Graphcore is a python library which allows you to query a computational graph structure with a query language similar to MQL, Falcor or GraphQL.

At the moment, the graph structure can be defined by python functions or SQL relations. This allows you to write one query which is backed by multiple SQL databases, NoSQL databases, internal services and 3rd party services. Graphcore's job is to determine which database or python functions to call and how to glue them together to satisfy your query.

Example Queries

All of the following queries assume that you have already set up your graphcore environment and are now ready to query it.

Return user.id 1's name:

ret = graphcore.query({
    'user.id': 1,
    'user.name?': None,
})
assert ret == [
    {'user.name': 'John'},
]

The ? at the end of user.name? signifies that you want to get a user's name in the output.

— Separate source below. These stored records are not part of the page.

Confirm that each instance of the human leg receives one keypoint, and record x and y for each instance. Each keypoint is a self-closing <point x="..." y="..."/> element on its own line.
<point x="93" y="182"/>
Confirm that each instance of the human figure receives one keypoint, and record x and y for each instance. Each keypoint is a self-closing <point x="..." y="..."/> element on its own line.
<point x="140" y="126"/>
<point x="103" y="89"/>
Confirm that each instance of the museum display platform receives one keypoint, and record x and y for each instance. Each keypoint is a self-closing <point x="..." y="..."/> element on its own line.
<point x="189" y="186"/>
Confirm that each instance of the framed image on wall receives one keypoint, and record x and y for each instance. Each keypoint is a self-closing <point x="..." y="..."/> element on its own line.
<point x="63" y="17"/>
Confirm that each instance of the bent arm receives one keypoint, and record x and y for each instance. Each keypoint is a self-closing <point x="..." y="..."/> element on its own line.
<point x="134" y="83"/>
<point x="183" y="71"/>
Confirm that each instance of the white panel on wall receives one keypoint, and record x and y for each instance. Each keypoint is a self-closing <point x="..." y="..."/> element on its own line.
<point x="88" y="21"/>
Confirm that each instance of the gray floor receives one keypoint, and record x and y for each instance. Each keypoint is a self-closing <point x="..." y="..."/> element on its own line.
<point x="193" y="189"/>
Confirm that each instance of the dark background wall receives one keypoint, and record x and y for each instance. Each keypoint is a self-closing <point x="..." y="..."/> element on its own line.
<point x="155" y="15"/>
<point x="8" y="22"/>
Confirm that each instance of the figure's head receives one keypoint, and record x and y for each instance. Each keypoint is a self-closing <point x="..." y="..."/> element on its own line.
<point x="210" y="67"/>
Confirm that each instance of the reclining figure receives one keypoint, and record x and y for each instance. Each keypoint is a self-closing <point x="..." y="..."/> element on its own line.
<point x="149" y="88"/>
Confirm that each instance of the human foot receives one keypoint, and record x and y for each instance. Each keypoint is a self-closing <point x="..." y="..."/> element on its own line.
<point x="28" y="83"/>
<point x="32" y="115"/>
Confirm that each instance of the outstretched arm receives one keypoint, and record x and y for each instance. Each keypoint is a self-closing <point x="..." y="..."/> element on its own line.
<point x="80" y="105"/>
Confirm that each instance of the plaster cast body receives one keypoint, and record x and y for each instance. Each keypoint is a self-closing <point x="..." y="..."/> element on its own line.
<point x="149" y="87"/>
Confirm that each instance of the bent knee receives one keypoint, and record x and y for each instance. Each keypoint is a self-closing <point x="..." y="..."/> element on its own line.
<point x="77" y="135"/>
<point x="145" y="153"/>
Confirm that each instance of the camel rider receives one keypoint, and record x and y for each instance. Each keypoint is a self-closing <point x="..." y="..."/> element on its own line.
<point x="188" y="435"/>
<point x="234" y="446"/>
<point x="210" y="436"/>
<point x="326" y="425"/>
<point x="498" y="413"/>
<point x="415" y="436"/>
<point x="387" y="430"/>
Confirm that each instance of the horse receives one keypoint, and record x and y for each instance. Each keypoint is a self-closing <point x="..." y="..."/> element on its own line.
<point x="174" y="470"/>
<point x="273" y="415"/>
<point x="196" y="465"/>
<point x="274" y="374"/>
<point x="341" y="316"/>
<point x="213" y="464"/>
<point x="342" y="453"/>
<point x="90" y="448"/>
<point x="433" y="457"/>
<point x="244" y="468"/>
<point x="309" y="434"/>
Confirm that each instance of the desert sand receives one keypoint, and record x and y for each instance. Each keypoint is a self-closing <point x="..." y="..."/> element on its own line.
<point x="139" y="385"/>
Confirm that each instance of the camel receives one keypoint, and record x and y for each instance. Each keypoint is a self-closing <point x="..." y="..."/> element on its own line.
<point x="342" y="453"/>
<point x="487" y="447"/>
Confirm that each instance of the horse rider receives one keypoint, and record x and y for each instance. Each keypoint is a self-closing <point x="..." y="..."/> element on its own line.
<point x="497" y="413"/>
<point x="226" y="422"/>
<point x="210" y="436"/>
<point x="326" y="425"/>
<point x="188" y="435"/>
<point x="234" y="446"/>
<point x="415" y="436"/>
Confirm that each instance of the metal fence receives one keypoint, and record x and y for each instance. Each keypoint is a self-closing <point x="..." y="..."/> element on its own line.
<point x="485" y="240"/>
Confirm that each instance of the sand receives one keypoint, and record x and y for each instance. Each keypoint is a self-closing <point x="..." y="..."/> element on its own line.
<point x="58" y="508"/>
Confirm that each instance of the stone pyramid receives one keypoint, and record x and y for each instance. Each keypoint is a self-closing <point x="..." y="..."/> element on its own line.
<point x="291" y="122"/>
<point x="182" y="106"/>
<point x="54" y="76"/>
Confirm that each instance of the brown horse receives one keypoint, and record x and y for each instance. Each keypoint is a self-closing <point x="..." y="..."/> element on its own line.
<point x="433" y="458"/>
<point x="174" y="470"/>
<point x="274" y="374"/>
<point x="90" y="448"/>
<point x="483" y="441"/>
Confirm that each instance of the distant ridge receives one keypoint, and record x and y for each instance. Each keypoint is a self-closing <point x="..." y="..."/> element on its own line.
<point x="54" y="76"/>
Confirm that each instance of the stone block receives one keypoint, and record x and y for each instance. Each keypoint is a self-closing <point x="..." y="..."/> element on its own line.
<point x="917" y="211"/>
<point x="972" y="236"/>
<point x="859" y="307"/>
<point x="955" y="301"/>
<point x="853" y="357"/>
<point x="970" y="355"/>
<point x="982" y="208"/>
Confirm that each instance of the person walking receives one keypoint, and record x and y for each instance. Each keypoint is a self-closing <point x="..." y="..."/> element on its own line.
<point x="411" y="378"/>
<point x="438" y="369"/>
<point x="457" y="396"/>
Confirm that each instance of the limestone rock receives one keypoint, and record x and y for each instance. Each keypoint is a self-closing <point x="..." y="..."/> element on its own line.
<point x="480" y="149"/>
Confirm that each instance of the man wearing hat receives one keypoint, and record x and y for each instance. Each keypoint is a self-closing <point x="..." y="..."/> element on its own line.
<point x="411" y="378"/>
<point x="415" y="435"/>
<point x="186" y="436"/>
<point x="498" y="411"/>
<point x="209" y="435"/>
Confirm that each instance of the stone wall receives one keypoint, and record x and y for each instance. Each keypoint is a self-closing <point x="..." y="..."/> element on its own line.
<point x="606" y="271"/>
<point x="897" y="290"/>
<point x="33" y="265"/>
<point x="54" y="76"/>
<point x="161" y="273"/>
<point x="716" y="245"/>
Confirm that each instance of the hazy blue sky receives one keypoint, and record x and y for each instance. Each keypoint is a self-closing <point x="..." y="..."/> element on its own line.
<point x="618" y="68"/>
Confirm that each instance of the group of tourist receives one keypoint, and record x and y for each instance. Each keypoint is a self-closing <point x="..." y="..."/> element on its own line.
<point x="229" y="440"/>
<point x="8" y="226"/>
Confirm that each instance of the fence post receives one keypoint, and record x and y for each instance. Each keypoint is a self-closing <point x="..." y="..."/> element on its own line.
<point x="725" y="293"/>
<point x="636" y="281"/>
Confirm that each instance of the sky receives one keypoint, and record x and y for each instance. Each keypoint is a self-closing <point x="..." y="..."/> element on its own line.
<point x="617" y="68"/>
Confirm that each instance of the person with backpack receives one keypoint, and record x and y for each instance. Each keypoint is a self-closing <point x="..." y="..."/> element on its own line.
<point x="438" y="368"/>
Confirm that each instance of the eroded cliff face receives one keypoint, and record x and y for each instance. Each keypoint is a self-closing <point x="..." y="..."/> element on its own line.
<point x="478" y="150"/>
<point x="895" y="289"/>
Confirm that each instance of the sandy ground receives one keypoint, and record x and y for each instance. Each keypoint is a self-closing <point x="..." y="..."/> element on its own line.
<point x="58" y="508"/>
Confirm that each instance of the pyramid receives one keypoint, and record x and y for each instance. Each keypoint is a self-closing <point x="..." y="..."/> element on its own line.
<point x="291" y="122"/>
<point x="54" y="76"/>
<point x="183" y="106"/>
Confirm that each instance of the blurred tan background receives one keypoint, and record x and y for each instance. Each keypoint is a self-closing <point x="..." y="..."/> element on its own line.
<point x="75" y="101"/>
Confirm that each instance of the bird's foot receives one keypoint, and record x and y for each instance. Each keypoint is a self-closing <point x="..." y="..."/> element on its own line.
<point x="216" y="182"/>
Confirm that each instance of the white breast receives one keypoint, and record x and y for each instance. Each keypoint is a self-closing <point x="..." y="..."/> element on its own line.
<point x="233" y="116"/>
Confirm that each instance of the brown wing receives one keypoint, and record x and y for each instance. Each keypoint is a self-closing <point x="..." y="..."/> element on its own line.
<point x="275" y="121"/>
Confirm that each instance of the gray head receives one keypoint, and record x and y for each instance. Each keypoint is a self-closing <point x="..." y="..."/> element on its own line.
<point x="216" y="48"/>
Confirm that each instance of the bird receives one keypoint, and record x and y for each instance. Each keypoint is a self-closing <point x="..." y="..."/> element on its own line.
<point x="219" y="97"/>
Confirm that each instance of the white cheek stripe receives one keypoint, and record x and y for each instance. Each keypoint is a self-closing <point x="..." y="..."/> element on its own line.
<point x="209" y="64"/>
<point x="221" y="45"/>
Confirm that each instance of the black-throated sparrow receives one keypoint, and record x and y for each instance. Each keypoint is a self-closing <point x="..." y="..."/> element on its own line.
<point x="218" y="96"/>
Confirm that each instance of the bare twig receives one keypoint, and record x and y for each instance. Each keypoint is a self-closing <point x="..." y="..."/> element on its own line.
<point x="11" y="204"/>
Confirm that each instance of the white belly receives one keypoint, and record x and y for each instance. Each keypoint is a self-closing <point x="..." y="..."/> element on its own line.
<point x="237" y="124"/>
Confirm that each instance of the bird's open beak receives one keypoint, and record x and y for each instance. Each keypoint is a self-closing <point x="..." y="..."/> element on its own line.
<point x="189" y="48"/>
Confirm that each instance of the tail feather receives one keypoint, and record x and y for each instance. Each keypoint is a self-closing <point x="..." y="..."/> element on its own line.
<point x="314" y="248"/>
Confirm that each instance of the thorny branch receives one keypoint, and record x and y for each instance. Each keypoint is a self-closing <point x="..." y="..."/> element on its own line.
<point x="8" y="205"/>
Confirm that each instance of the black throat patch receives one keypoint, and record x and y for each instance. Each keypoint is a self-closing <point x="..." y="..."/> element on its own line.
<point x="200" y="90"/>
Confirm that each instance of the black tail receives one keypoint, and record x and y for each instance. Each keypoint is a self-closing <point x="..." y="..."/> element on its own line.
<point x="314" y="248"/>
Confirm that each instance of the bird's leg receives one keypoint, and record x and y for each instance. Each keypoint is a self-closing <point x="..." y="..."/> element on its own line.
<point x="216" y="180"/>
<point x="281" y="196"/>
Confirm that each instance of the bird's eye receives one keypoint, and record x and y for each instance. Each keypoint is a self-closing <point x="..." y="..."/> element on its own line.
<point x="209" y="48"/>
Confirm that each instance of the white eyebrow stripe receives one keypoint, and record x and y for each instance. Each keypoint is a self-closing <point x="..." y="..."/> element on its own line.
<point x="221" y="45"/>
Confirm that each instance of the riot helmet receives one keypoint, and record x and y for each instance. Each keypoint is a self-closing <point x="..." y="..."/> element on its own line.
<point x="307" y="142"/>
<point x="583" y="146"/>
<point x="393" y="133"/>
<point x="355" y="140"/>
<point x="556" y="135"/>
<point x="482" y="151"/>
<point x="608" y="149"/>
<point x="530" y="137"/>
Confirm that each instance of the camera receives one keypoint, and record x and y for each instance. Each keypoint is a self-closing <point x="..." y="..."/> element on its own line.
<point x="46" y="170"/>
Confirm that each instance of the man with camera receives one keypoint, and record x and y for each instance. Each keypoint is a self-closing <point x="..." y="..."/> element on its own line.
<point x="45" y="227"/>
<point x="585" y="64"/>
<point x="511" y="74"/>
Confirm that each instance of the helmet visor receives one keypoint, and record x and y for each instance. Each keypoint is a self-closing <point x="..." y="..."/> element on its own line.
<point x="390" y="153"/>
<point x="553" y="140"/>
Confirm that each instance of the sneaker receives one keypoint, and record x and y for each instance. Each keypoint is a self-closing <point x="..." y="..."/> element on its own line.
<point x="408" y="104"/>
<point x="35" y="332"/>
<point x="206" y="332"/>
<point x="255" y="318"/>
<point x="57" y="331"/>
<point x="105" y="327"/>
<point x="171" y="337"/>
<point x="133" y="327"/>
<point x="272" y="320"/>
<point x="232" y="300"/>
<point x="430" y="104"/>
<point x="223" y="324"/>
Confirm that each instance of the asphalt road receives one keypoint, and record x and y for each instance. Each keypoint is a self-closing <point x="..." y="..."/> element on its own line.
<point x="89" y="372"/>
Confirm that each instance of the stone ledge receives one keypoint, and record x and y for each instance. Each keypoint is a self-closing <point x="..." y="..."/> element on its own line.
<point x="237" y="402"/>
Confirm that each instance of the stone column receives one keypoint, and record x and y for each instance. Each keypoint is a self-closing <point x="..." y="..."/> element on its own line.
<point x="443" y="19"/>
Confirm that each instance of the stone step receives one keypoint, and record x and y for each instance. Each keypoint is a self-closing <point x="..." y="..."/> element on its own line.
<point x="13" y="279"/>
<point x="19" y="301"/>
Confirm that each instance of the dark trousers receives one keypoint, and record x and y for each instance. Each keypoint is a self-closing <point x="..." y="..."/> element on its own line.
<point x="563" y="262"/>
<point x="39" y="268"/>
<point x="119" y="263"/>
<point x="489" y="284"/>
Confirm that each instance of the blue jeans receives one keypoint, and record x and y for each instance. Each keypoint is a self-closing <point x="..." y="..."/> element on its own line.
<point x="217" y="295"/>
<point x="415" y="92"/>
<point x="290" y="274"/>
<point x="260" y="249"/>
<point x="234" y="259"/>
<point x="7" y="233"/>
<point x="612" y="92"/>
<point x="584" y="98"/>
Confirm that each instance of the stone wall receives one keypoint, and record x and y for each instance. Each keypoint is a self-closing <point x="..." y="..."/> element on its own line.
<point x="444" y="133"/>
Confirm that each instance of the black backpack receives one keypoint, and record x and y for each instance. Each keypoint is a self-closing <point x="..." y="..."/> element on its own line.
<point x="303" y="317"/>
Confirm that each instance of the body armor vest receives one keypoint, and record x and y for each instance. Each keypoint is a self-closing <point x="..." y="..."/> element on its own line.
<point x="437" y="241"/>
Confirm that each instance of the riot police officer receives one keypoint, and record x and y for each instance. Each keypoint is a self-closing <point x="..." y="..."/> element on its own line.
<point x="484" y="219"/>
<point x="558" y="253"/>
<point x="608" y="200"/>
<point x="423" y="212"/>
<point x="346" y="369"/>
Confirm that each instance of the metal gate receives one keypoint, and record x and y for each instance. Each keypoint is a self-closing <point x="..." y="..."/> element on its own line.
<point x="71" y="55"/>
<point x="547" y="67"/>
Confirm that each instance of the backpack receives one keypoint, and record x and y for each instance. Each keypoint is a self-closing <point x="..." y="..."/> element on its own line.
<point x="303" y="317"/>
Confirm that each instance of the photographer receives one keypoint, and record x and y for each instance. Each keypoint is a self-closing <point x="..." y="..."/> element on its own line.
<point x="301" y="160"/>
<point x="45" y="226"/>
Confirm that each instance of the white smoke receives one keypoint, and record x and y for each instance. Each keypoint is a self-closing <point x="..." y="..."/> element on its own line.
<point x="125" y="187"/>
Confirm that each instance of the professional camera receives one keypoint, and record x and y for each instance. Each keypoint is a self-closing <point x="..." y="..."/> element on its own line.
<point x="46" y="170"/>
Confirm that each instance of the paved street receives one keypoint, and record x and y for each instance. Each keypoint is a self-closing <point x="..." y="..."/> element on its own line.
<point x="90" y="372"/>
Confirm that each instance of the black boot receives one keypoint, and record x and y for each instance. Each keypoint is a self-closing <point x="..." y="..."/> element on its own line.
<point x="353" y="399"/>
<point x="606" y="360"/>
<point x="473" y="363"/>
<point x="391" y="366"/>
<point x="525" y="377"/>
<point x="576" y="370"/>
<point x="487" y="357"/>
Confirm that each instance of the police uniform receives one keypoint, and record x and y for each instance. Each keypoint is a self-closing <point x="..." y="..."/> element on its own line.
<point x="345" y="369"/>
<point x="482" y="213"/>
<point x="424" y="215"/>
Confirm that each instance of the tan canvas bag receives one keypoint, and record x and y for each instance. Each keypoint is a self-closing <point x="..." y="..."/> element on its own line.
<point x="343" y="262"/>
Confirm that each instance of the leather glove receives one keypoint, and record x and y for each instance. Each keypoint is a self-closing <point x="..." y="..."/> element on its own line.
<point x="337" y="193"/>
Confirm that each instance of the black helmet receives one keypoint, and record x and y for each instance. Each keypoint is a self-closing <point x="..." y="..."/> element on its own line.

This is similar to the SELECT users.name ... part of a SQL query. 'user.id': 1 signifies that you want to restrict the results to user objects whose id is 1. This is similar to the where clause in SQL query.

Joins

In the following query we get the name of all books a user has:

ret = graphcore.query({
    'user.id': 1,
    'user.books.name?': None,
})
assert ret == [
    {'user.books.name': 'The Giver'},
    {'user.books.name': 'REAMDE'},
    {'user.books.name': 'The Diamond Age'},
]

Note that the input query shape and the output shape is the same.

Sometimes with longer queries it is nice split it up heirarchically:

graphcore.query({
    'user.id': 1,
    'user.books': [{
        'name?': None,
    }],
})


assert ret == [{
    'user.books': [{
        'name': 'The Giver',
    }, {
        'name': 'REAMDE',
    }, {
        'name': 'The Diamond Age',
    }],
}]

Here is the same query, but no restricting to only books by Neal Stephenson:

graphcore.query({
    'user.id': 1,
    'user.books': [{
        'name?': None,
        'author': 'Neal Stephenson',
    }],
})

assert ret == [{
    'user.books': [{
        'name': 'REAMDE',
    }, {
        'name': 'The Diamond Age',
    }],
}]

Relations

Relations can be expressed by adding the relation to the end of the key:

graphcore.query({
    'user.id': 1,
    'user.books': [{
        'name?': None,
        'pages<': 1000,
    }],
})

assert ret == [{
    'user.books': [{
        'name': 'The Giver',
    }, {
        'name': 'The Diamond Age',
    }],
}]

Allowed relations are >, <, >=, <=, != and |=. |= is an in operator:

graphcore.query({
    'user.id': 1,
    'user.books': [{
        'name?': None,
        'author|=': ('Neal Stephenson', 'Dr. Suess'),
    }],
})

assert ret == [{
    'user.books': [{
        'name': 'REAMDE',
    }, {
        'name': 'The Diamond Age',
    }, {
        'name': 'The Cat in The Hat',
    }],
}]

Example Setup

In the previous example queries, a Graphcore instance was already expected to be set up. A graphcore instance stores the set of rules that are available to the query. There are multiple ways to set one up. You can reflect rules from a SQL database, add custom SQL query rules or write python functions. You can also reflect all of the methods in a python package into graphcore. I don't yet have any examples of this.

Graphcore rules map from a set of input paths to an output path. For example, this rule maps from a gravatar email to a gravatar url. This function will be called anytime a query filters on or expects a gravatar.url output.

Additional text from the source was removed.